Eso no significa que no sientan miedo, sino que saben cómo gestionarlo. Y esas herramientas no son innatas: se aprenden, se entrenan. La inteligencia emocional no es un lujo, es una necesidad en un mundo cada vez más imprevisible.
Por eso es tan importante que, más allá del apagón, nos preguntemos: ¿estamos dedicando tiempo a cultivar nuestra salud mental? ¿Nos damos permiso para parar? ¿Sabemos cómo cuidar de nosotros y de los demás cuando el mundo se tambalea?

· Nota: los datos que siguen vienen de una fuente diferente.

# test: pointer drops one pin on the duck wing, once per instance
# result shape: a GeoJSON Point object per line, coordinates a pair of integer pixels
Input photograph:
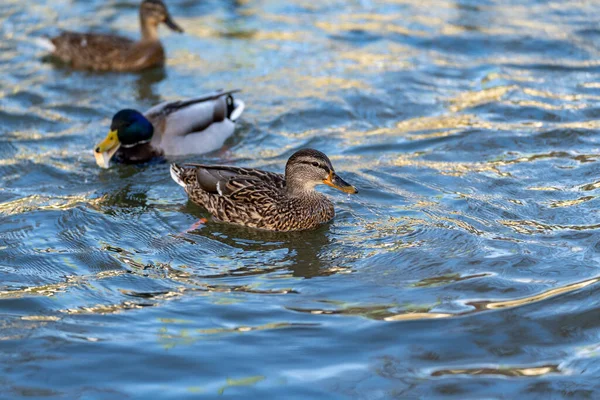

Una llamada a la reflexión
Este apagón nos ha dado una lección silenciosa, sin notificaciones ni titulares. Nos ha demostrado que en medio del caos podemos encontrar belleza, que la vida tiene más matices que el blanco y el negro, y que cada uno de nosotros tiene el poder de decidir desde qué lugar quiere mirar.
Así que, la próxima vez que algo se apague —sea la luz, el internet o nuestras certezas—, tal vez podamos recordar lo que aprendimos este lunes. Tal vez podamos elegir la calma, el encuentro, la pausa. Tal vez podamos aprender a vivir con más presencia, con más conciencia, con más humanidad.
Porque en un mundo hiperconectado, tal vez el verdadero lujo sea desconectar. Y en un país donde a veces nos polarizamos tanto, tal vez lo más revolucionario sea escuchar, compartir y bailar juntos bajo las estrellas.
Y tú, si se vuelve a ir la luz… ¿desde dónde vas a vivirlo?